The 1-minute-long file covers 4 hours of Huygens' lifetime, from the moment the parachute opened to a little over an hour after the unexpectedly soft landing. The frequency (pitch) of the sound file is related to the strengh of the signal as detected by Cassini -- when the sound is low-pitched in the first part of the file, Cassini detected a strong signal from Huygens, and when the sound is high-pitched at the end, the signal seemed relatively weak. The marked change in the pitch at about 43 seconds into the sound file represents the moment that Huygens landed, after which it was no longer moving (although Cassini was).
On top of the general decrease in signal strength over the course of the descent, there is a fast, repeating "chirping" sound, which is irregular at first, then gets more regular and slower over the course of the descent, and finally disappears after the landing. These shorter-period variations in the strength of Huygens' signal to Cassini result from Huygens' spinning and swaying under the parachute. The spin rate was fastest at the beginning of the descent (up to around 12 revolutions per minute), and slowest near the end (perhaps around 1 revolution per minute); of course the probe was no longer spinning at all after it landed. Also, Huygens swayed more at the beginning of the descent, which was unexpectedly bumpy. The spinning and swaying changed the orientation of Huygens' antenna with respect to Cassini, which in turn affected the strength of the signal that Cassini detected.
The sounds were produced by Ralph Lorenz, a planetary scientist at the University of Arizona, from data formatted by Miguel Perez of the European Space Technology Centre (ESTEC). Lorenz explained that the variations present in the sound file contain very interesting information about the dynamics of Huygens' descent, but that interpreting them will take some time, because "measurements of any sort on a spinning platform aren't something that any of us are really familiar with."
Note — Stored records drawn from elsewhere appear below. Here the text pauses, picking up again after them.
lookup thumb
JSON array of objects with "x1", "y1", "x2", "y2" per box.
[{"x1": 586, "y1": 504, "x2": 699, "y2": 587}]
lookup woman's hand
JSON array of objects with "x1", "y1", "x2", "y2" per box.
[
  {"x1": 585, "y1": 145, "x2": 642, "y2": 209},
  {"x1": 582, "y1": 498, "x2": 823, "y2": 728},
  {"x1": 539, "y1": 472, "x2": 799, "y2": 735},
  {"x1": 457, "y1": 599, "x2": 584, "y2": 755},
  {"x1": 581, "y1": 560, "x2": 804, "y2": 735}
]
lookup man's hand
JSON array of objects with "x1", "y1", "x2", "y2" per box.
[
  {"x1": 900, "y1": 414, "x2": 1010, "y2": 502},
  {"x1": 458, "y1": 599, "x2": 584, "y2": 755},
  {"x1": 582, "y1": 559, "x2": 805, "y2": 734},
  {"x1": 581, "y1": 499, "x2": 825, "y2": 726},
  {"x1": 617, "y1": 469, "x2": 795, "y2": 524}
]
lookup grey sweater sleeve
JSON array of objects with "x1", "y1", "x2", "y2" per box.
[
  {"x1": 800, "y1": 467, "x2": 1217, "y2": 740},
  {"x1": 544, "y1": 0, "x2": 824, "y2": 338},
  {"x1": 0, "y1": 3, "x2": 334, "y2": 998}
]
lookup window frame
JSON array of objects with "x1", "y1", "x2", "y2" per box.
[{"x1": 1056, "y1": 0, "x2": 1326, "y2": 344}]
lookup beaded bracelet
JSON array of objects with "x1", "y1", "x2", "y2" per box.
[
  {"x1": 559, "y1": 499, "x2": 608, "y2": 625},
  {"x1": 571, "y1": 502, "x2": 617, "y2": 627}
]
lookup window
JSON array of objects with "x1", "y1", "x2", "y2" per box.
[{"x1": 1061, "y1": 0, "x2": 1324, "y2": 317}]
To improve researchers' familiarity with measurements on spinning probes, Lorenz has actually performed research in which he investigated such measurements by attaching tiny sensors to a Frisbee. "This was a quick and easy way of seeing how light sensors and accelerometers and acoustic intstruments are affected by the flight dynamics of a spinning platform. I felt a little bit guilty about doing some of this stuff, but it did seem that it was worth getting familiar with spin-modulated data sets. Ultimately, the goal is to understand how much of the probe dynamics are intrinsic to the probe itself, and how much it's from the Titan environment exciting the dynamics. Because it's the Titan environment that's really interesting, both to interpret [Huygens] data and for future missions."